Zambian feminist theologian

Peggy Mulambya-Kabonde (born 5 May 1961) is a Zambian feminist theologian and the first female General Secretary of the United Church of Zambia.

== Early life and education ==
Peggy Mulambya-Kabonde was born on May 5, 1961, in Chingola, a town in Zambia's Copperbelt Province. She is the fifth of nine children whose father worked in the mining industry and whose parents were active in the local Christian church.

She began her education at Kapopo Primary School and later attended Twatasha Primary School, joining the Girls Brigade while in grade 4. After passing her grade 7 examinations, she attended Chikola Secondary School before moving to Mporokoso Secondary School, where she completed her form five examinations in 1981.

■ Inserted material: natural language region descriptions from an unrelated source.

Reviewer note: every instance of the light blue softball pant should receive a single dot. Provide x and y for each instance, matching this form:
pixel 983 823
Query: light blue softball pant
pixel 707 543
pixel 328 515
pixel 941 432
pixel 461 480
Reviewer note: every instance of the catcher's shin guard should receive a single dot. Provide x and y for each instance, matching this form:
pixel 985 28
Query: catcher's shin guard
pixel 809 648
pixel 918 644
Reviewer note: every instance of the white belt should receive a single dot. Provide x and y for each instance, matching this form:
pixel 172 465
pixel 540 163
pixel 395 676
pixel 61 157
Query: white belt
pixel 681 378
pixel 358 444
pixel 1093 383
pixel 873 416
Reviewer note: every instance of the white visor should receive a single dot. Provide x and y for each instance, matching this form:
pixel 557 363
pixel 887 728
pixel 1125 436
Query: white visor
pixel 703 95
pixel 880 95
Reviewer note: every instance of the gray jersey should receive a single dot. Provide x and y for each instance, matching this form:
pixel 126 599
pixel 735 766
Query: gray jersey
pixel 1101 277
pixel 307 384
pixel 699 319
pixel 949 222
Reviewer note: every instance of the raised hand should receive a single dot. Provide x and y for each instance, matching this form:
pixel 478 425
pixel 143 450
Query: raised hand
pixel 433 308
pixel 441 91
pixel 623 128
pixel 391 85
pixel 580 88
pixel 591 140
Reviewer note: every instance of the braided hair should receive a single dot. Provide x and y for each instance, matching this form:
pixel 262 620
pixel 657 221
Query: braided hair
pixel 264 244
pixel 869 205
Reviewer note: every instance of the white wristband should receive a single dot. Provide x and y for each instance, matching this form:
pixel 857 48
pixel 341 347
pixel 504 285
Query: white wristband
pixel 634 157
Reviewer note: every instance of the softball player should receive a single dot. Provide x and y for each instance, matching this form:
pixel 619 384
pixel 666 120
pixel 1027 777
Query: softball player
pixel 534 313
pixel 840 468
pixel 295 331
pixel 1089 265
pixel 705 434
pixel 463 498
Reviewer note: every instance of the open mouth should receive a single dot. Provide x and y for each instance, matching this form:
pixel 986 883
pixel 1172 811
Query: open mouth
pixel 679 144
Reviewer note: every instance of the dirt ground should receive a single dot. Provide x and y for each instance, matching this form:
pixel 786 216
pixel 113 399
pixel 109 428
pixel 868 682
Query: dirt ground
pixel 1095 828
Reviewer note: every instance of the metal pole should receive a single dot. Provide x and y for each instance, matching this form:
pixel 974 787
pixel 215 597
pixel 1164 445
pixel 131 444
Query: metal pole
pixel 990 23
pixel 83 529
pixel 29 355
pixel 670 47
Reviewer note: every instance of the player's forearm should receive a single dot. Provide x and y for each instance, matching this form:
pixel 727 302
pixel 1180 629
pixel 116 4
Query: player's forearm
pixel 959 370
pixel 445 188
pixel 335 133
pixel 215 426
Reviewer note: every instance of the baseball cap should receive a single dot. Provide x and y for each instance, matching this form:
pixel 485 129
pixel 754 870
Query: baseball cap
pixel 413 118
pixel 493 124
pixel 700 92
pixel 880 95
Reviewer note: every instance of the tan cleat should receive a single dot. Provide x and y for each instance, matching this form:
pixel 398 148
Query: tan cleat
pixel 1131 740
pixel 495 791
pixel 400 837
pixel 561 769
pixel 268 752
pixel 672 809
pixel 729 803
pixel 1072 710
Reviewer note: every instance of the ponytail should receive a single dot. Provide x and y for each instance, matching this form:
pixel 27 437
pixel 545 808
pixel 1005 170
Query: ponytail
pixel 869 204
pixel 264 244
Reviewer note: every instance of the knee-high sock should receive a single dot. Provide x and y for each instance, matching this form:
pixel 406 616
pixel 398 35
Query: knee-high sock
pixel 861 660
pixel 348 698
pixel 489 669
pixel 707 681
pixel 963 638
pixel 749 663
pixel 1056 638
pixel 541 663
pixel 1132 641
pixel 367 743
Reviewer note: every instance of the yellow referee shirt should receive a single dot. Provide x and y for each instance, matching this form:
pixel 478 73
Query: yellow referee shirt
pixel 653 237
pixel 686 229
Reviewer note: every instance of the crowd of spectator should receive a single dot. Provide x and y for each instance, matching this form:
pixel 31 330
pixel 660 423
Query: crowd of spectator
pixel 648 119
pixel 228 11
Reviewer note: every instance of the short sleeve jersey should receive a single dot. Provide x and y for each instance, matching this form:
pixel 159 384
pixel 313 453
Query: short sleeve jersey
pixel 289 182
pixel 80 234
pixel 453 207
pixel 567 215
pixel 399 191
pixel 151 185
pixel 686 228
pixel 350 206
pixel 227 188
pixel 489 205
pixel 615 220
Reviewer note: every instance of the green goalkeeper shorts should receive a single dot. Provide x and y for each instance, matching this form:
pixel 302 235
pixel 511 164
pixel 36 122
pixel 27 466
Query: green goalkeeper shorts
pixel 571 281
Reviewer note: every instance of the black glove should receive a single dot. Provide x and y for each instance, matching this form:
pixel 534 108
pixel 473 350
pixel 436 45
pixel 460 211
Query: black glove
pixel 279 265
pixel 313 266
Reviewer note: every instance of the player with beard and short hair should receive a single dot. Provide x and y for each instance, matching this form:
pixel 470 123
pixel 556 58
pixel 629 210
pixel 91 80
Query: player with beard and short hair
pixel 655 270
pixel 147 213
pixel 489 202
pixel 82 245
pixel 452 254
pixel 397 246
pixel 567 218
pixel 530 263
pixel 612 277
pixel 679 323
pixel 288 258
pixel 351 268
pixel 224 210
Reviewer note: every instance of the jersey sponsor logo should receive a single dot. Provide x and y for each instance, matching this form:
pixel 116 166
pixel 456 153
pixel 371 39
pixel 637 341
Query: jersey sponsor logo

Kabonde has a PhD in Gender and Theology from the University of KwaZulu-Natal in South Africa.

==Career==
Kabonde is a pastoral minister with the Methodist and United Reformed Churches in the United Kingdom and an ordained minister in the United Church in Zambia. She was married to Fred Kabonde until his death in 2020.

She is the Southern Africa Coordinator of the Circle of Concerned African Women Theologians, an organization she joined in 1989. She was a professor at the United Church of Zambia Theological University. She also served as the chaplain at the University of Zambia interdenominational church and the Ecumenical and Engagement officer on campus. As of early 2018, she was the first female General Secretary of the United Church in Zambia.

Kabonde's research interests include gender justice, gender and leadership in the church, theology about gender and ecology, and "the inclusivity of all God’s creation". Her theology surrounding the "transforming gender equalities in the era of HIV/AIDS" has been called "most articulate". According to the United Church of Canada, "Kabonde has a long and abiding interest in gender justice issues in church and society and has been involved with many organizations working with these, and other social justice issues in Africa and globally".

== Works cited ==
- Fiedler, Rachel NyaGondwe (2017). A History of the Circle of Concerned African Women Theologians 1989-2007. Mzuni Press. ISBN 99960-45-22-6.